Gene's death in October 2002 was a huge setback for Margaret. They had been married and best friends for 56 years.
While Margaret's family always ranks number one in her top three reasons for living, a close second is her dear circle of friends, fondly named the Higgins Lake Hussies. These eight ladies shared loves, losses, happy times, and sad times during most of their lives. Three of the original Hussies have passed away but the remaining five continue their close friendship. Each year they travel North to one of their vacation homes to spend time reminiscing, eating, shopping and just being together. This past September, just before the Hussies' annual Northern adventure, Margaret broke her hip in a fall on the wet pavement. With the help of great doctors, caregivers and her strong determination she has recovered and is so happy to be back in her own home on Cambridge. The best evidence of Margaret Butman's amazing sense of humor and congeniality is her relationship with her eight grandchildren ranging in ages from 17 to 42. Each genuinely enjoys her company, visits her regularly and calls her often.
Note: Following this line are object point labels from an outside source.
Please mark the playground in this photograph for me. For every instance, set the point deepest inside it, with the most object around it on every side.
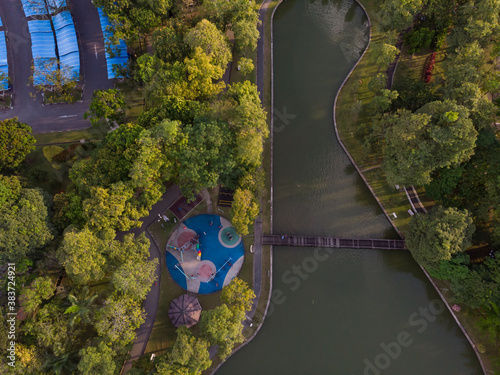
(204, 253)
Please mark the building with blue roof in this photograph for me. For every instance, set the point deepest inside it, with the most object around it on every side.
(4, 66)
(120, 56)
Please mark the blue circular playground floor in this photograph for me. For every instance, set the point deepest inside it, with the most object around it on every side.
(221, 254)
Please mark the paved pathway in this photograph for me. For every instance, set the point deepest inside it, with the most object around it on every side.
(152, 299)
(28, 106)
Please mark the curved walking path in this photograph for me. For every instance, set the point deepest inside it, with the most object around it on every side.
(462, 328)
(153, 297)
(28, 105)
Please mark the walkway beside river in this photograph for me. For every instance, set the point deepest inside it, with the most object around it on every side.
(337, 242)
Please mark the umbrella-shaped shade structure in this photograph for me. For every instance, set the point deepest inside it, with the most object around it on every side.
(184, 310)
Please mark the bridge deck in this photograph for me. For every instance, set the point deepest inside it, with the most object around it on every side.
(354, 243)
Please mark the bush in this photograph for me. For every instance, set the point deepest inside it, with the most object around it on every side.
(37, 175)
(417, 39)
(50, 152)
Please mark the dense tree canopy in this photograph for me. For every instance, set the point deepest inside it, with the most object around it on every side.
(439, 234)
(16, 142)
(24, 219)
(223, 327)
(189, 355)
(97, 360)
(106, 106)
(213, 42)
(438, 135)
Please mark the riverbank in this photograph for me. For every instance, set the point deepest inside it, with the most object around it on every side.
(348, 113)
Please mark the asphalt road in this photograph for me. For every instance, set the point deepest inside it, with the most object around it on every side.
(27, 104)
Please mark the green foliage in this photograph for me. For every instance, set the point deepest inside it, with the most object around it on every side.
(382, 102)
(203, 157)
(97, 360)
(455, 269)
(419, 143)
(112, 208)
(439, 234)
(60, 77)
(418, 39)
(82, 307)
(443, 184)
(245, 66)
(244, 210)
(135, 278)
(81, 255)
(50, 328)
(16, 142)
(246, 34)
(168, 42)
(50, 152)
(464, 65)
(383, 54)
(398, 14)
(106, 106)
(213, 42)
(41, 289)
(24, 221)
(132, 17)
(118, 319)
(223, 327)
(189, 356)
(413, 94)
(238, 296)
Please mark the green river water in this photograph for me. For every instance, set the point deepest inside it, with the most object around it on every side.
(343, 311)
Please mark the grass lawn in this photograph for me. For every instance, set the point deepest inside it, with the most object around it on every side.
(350, 116)
(163, 334)
(94, 132)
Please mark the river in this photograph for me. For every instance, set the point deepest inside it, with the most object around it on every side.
(342, 311)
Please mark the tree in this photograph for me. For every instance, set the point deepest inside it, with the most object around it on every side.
(418, 39)
(382, 102)
(131, 248)
(81, 308)
(244, 210)
(205, 155)
(106, 106)
(134, 278)
(383, 54)
(81, 255)
(439, 234)
(50, 327)
(245, 66)
(398, 14)
(464, 65)
(229, 13)
(118, 319)
(213, 43)
(238, 296)
(16, 142)
(97, 360)
(168, 41)
(223, 327)
(438, 135)
(189, 355)
(246, 34)
(406, 153)
(24, 220)
(41, 289)
(112, 208)
(61, 78)
(201, 74)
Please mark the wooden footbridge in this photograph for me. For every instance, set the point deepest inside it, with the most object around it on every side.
(317, 241)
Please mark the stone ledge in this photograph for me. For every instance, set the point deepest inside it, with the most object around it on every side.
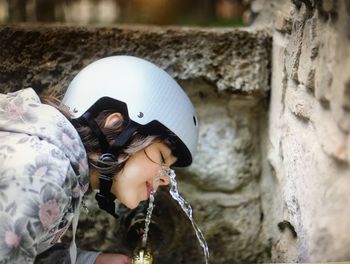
(47, 57)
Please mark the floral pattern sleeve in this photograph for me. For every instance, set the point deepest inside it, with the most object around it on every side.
(43, 174)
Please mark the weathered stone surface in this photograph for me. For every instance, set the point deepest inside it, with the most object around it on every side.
(225, 73)
(49, 57)
(307, 141)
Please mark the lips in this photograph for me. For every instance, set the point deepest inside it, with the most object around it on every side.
(149, 189)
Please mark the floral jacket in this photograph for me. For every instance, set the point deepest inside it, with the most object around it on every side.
(43, 175)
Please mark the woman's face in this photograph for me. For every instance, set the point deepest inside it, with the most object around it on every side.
(142, 174)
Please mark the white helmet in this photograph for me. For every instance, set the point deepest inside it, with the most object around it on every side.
(149, 93)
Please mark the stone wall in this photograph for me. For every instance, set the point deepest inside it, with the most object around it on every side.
(307, 145)
(226, 74)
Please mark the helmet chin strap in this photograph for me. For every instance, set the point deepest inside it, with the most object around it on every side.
(104, 197)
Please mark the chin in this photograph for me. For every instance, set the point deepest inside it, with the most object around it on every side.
(131, 205)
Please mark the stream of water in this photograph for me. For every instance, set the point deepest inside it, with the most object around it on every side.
(148, 218)
(185, 206)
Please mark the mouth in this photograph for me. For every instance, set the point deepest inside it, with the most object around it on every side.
(149, 189)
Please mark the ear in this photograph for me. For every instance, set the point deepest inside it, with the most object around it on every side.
(112, 119)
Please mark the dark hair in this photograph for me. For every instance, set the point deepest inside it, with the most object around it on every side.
(91, 143)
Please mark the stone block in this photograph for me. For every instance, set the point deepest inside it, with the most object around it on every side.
(47, 57)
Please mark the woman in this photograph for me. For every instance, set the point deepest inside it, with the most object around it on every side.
(124, 116)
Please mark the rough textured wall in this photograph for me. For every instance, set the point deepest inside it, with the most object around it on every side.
(308, 140)
(226, 74)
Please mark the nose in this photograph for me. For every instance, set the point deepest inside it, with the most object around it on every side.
(164, 180)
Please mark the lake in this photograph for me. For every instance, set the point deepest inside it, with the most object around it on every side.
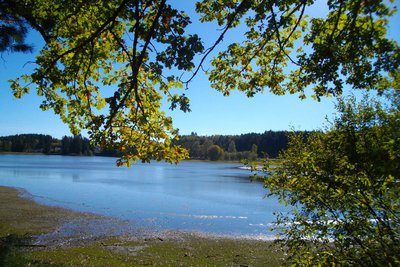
(212, 198)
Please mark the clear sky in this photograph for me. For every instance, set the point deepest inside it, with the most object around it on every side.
(212, 113)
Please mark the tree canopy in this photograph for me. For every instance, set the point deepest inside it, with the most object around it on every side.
(344, 187)
(107, 65)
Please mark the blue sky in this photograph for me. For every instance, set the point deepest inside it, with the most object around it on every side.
(212, 113)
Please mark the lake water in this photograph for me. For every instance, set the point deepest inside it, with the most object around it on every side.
(213, 198)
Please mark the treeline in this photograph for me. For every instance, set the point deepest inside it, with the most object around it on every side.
(236, 147)
(249, 146)
(46, 144)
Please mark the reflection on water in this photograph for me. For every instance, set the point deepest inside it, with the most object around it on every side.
(191, 196)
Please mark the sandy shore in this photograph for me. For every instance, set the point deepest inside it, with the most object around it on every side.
(35, 235)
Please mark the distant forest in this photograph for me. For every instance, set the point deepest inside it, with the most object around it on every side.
(236, 147)
(46, 144)
(216, 147)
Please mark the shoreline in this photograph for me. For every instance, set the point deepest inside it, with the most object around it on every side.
(33, 234)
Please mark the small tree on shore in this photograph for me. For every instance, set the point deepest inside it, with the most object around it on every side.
(215, 152)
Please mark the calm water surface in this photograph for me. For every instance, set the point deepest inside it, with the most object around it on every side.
(215, 198)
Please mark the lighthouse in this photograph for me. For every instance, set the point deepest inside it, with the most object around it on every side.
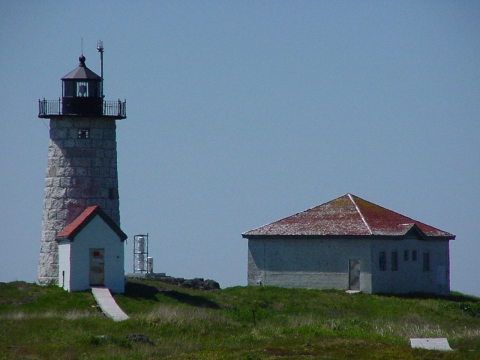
(81, 174)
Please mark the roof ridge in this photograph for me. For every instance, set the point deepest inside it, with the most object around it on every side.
(360, 213)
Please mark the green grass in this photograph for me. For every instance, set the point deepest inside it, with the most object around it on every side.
(233, 323)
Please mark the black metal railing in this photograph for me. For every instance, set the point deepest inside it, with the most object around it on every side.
(49, 108)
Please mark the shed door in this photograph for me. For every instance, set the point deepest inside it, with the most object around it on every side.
(354, 274)
(97, 266)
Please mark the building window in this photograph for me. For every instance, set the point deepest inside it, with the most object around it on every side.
(394, 260)
(82, 89)
(112, 193)
(84, 133)
(382, 260)
(426, 261)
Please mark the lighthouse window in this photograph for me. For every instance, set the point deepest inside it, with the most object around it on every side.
(84, 133)
(69, 89)
(82, 89)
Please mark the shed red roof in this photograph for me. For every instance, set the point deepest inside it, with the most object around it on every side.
(347, 215)
(71, 230)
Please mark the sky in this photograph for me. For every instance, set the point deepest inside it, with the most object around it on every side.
(242, 113)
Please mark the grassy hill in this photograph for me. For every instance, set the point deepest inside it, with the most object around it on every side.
(233, 323)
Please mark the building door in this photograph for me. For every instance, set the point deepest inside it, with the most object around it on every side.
(97, 266)
(354, 274)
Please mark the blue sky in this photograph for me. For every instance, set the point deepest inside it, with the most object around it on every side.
(242, 113)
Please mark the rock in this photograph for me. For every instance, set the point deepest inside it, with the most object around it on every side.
(139, 338)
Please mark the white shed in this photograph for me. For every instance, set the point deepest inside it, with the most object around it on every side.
(91, 252)
(352, 244)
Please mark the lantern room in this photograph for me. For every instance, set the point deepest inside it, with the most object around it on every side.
(82, 91)
(82, 95)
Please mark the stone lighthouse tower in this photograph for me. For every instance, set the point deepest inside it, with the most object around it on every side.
(82, 158)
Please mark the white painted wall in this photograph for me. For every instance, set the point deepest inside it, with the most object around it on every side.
(323, 264)
(64, 264)
(97, 234)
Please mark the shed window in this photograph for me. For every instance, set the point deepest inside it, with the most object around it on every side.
(426, 261)
(394, 260)
(382, 260)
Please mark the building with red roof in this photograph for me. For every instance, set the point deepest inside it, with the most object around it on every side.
(352, 244)
(91, 252)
They insist that the only place to celebrate Christmas is at Grandma's and have done so every year since each of their births. They are delighted when she quotes her own mother, which she is known to do regularly.
On any given Tuesday, late in the afternoon, you'll find Margaret doing the third of her top three reasons for living. Five friends (one lucky gentleman and four ladies) come together to reminisce about days gone by and share a glass of wine. They bring jokes and Margaret is said to be the best joke teller of the group. When she's unable to attend the “Tavern on the Green” her friends agree that their meetings just aren't the same without her.
It's a sure bet that Margaret will tell you that Ypsilanti has been good to her and her family. Those in her community who are fortunate enough to know this lovely lady will agree they will never forget the “Irish Eyes” or the “lilt of Irish laughter” of Margaret Ryan Butman.